Como instrutor de segurança no Escritório de Saúde, Segurança e Treinamento de Mineiros da Virgínia Ocidental, Eric Tennant é funcionário público e está segurado pela Agência de Seguros de Funcionários Públicos da Virgínia Ocidental.
Enquanto os Tennants imploravam à agência estadual de seguros para cobrir a histotripsia, eles enfrentaram uma lista de outras empresas envolvidas na decisão, incluindo a UMR, uma subsidiária da UnitedHealthcare que tem contrato com a West Virginia para gerenciar os planos de funcionários públicos, e a MES Peer Review Services, uma empresa de Massachusetts que manteve a decisão da seguradora em março, alegando que a histotripsia "não é comprovada neste caso e não é clinicamente necessária".
Nenhum dos recursos foi bem-sucedido. Depois que a KFF Health News e a NBC News entraram em contato com a Agência de Seguros para Funcionários Públicos da Virgínia Ocidental com perguntas para esta matéria, a agência mudou de ideia, explicando que a seguradora havia consultado especialistas médicos para avaliar o caso com mais detalhes.
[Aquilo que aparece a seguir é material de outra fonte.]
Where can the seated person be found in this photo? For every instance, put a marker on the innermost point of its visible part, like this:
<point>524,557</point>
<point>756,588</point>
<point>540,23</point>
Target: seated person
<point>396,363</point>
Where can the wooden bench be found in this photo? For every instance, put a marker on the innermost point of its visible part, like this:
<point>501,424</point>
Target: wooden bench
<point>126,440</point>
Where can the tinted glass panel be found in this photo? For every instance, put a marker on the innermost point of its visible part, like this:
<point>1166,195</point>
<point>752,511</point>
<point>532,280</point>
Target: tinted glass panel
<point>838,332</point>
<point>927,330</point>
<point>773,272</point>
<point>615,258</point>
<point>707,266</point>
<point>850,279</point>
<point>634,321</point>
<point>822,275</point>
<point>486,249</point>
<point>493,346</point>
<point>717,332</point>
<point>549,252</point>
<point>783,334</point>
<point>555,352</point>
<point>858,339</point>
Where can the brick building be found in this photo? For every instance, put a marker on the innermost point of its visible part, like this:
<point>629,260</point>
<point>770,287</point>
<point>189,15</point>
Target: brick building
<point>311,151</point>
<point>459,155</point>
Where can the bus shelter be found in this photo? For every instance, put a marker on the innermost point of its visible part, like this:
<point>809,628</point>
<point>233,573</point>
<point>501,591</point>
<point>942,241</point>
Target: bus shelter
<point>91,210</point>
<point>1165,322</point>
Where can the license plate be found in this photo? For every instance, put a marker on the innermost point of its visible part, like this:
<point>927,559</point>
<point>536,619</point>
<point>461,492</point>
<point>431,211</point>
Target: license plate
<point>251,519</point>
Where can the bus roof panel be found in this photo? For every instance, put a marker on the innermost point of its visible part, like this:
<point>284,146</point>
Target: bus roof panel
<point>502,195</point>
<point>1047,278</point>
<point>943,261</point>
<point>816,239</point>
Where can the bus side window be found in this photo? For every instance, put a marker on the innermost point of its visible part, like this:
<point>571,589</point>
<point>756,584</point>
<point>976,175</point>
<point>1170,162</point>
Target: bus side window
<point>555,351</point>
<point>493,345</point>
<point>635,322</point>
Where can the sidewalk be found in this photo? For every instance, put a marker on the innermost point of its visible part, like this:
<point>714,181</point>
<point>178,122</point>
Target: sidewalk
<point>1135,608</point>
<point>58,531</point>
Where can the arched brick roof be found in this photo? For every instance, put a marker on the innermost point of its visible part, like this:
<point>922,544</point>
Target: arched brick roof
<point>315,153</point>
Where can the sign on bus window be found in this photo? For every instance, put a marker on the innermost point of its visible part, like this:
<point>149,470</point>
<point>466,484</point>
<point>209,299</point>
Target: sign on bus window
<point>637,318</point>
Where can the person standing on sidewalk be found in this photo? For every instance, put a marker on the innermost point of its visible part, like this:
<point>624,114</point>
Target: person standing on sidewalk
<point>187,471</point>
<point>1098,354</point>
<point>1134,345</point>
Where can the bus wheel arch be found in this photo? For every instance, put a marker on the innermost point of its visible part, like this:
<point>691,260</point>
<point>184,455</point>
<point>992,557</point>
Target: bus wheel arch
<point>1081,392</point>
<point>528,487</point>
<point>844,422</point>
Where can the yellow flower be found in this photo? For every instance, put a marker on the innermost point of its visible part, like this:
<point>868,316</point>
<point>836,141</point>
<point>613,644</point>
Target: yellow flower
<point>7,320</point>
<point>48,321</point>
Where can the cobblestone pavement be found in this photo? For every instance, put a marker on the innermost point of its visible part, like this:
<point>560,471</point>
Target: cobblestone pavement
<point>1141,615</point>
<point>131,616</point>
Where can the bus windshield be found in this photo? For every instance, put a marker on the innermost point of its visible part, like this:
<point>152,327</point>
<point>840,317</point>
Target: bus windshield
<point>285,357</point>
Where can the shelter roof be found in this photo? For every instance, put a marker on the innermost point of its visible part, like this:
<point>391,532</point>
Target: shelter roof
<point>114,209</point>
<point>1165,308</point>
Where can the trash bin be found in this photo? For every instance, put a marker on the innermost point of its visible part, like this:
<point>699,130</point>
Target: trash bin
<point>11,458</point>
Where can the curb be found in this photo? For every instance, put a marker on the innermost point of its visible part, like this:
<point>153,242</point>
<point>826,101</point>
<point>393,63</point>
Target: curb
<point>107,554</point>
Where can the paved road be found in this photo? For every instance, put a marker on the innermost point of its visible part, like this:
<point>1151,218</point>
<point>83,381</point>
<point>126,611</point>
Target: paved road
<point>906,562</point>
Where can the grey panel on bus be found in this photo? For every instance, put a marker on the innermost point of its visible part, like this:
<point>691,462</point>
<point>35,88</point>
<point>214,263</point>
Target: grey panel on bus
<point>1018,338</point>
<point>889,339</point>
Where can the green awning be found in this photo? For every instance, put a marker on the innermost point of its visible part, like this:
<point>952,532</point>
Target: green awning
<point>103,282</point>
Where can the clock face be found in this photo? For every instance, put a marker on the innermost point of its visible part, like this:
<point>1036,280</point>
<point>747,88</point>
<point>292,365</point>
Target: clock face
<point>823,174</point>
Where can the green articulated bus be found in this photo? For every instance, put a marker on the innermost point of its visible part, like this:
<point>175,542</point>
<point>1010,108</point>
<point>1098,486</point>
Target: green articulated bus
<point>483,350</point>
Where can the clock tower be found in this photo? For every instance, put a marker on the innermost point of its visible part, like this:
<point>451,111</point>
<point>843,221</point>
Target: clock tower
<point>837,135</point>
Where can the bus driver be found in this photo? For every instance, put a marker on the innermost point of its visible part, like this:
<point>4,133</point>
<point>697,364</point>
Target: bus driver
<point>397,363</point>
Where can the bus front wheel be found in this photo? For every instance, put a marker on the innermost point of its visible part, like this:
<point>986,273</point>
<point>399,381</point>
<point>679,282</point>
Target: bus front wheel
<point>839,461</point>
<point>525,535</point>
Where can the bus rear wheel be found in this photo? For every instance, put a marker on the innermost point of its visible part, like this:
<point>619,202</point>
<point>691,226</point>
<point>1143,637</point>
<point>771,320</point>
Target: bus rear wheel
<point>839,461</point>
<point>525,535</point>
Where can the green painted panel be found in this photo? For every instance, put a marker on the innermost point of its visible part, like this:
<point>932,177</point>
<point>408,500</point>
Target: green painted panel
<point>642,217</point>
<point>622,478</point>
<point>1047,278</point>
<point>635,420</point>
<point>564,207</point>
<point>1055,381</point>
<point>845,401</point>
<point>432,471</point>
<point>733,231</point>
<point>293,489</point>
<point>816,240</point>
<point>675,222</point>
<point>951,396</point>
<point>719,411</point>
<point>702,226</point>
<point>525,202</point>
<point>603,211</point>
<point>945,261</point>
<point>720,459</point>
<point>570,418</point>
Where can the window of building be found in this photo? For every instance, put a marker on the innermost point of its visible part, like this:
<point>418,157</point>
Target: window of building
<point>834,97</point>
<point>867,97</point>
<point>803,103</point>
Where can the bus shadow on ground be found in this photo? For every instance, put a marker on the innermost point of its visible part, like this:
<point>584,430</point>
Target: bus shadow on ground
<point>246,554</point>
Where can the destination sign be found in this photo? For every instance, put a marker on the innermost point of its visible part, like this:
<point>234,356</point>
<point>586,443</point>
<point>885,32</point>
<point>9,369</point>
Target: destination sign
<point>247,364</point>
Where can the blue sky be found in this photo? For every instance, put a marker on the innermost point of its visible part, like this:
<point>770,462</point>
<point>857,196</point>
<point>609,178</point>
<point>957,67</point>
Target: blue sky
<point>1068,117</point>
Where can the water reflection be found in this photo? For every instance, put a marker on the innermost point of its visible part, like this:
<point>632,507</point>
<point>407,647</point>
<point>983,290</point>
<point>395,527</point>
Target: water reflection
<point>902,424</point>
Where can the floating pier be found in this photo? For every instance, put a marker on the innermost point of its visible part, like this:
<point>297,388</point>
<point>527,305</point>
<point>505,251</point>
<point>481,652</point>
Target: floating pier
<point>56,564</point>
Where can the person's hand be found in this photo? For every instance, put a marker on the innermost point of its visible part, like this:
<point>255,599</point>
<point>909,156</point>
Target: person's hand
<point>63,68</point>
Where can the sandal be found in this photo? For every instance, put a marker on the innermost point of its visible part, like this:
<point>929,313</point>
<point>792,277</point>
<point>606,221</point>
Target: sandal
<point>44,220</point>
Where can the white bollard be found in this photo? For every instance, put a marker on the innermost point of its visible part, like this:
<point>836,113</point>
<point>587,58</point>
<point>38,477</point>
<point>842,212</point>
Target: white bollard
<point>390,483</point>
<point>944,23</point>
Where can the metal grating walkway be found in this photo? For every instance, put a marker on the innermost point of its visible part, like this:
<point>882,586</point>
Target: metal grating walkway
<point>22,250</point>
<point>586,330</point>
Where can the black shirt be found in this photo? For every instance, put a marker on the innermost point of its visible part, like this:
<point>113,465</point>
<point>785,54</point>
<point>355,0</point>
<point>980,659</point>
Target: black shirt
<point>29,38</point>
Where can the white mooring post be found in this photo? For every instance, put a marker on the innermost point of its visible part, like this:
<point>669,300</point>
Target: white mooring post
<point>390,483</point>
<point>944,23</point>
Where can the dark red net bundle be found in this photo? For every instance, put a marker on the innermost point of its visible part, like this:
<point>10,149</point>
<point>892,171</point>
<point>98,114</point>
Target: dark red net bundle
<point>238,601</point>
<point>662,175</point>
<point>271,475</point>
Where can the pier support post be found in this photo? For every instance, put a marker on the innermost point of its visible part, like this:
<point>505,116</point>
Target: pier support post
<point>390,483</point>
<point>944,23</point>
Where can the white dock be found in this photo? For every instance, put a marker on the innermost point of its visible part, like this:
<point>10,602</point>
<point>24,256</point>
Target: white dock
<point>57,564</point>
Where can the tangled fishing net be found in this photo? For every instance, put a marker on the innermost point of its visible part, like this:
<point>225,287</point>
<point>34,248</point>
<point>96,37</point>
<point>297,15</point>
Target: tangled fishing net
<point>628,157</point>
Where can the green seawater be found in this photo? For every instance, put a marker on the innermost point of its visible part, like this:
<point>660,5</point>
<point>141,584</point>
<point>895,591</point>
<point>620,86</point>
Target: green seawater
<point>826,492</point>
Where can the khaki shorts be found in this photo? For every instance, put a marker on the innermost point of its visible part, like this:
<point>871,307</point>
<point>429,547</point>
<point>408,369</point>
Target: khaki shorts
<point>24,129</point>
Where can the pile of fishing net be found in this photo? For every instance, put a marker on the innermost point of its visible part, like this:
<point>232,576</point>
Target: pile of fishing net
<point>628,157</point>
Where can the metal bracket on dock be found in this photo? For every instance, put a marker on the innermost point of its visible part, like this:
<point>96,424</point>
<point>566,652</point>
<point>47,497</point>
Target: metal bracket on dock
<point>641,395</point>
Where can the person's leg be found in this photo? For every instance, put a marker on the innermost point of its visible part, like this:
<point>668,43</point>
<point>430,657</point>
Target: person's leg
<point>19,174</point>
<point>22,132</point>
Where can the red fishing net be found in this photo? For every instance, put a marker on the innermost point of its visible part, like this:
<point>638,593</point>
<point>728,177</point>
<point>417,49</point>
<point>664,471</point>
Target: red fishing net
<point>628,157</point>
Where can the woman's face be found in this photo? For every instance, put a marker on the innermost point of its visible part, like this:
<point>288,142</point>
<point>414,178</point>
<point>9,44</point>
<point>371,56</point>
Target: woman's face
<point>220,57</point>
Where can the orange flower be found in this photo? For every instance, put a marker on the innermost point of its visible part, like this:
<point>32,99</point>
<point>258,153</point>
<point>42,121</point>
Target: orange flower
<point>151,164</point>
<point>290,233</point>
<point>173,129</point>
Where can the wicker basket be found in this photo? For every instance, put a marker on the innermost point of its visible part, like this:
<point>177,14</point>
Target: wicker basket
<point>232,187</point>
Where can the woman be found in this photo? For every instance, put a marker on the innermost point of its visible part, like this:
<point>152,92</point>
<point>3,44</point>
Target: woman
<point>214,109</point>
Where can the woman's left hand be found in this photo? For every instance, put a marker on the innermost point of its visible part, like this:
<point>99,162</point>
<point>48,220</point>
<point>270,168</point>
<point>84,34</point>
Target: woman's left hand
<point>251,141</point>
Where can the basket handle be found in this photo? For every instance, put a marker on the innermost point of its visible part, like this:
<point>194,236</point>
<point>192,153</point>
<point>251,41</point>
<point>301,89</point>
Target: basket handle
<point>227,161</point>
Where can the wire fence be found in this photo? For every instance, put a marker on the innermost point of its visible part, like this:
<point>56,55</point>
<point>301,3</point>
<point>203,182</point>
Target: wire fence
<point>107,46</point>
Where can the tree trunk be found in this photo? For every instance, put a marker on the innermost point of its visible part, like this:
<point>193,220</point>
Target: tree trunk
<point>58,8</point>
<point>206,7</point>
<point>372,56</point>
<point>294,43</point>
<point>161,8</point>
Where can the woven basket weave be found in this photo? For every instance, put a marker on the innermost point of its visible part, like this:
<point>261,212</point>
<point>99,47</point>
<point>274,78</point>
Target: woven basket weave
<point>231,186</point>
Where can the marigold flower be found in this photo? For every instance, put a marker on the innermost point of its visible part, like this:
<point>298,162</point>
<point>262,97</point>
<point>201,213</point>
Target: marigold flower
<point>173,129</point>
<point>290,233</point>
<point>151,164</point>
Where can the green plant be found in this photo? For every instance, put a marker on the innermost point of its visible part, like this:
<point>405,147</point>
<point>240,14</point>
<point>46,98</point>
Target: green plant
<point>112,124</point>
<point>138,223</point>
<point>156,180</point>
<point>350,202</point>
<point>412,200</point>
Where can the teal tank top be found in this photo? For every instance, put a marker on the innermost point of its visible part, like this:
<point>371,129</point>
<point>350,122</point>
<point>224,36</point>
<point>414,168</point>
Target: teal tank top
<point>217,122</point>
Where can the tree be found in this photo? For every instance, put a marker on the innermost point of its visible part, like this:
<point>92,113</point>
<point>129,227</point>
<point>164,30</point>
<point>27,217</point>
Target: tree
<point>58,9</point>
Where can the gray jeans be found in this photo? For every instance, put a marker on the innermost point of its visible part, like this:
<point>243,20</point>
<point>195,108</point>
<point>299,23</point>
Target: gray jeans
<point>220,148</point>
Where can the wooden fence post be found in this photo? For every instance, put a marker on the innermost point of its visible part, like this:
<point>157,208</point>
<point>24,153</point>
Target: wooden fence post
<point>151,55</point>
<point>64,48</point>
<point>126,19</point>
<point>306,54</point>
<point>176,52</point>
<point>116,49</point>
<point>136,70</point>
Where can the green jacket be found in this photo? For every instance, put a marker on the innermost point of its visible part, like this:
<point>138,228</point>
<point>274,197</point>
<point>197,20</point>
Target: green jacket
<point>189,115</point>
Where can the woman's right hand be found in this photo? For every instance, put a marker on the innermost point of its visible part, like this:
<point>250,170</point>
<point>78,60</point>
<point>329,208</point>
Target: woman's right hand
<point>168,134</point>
"Esta decisão reflete uma situação rara e excepcional" e não representa uma mudança nas políticas gerais de cobertura da Agência de Seguros de Funcionários Públicos", disse o diretor Brent Wolfingbarger em uma declaração preparada para a KFF Health News.
Em uma declaração preparada separadamente, o porta-voz da UnitedHealthcare, Eric Hausman, disse que a empresa se solidariza com "qualquer pessoa que esteja passando por decisões de tratamento que ameaçam a vida".
“Atualmente, não há evidências de que a histotripsia seja tão eficaz quanto as opções alternativas de tratamento disponíveis”, disse ele no final de maio, depois que as recusas anteriores do seguro foram revertidas, “e seu impacto na sobrevivência ou na recorrência do câncer é desconhecido”.
O MES Peer Review Services não respondeu a uma solicitação de entrevista.
Enquanto isso, Rebecca Tennant teme que seja tarde demais. Ela disse que seu marido foi avaliado pela primeira vez para histotripsia em fevereiro. Mas sua saúde piorou recentemente. No final de maio e início de junho, ela disse que ele passou cinco dias no hospital após desenvolver complicações cardíacas e pulmonares.

Eric Tennant não é mais considerado um candidato viável para histotripsia, disse sua esposa, embora os Tennant estejam esperançosos de que isso mudará se sua saúde melhorar. Exames agendados para julho determinarão se o câncer continuou a progredir. Rebecca Tennant culpa o plano de saúde do marido por desperdiçar meses do seu tempo.
"O tempo é precioso", disse ela. "Eles sabem que ele tem câncer em estágio 4, e é quase como se não se importassem se ele vive ou morre."
O produtor da unidade médica e de saúde da NBC News, Jason Kane, e a correspondente Erin McLaughlin contribuíram para esta reportagem.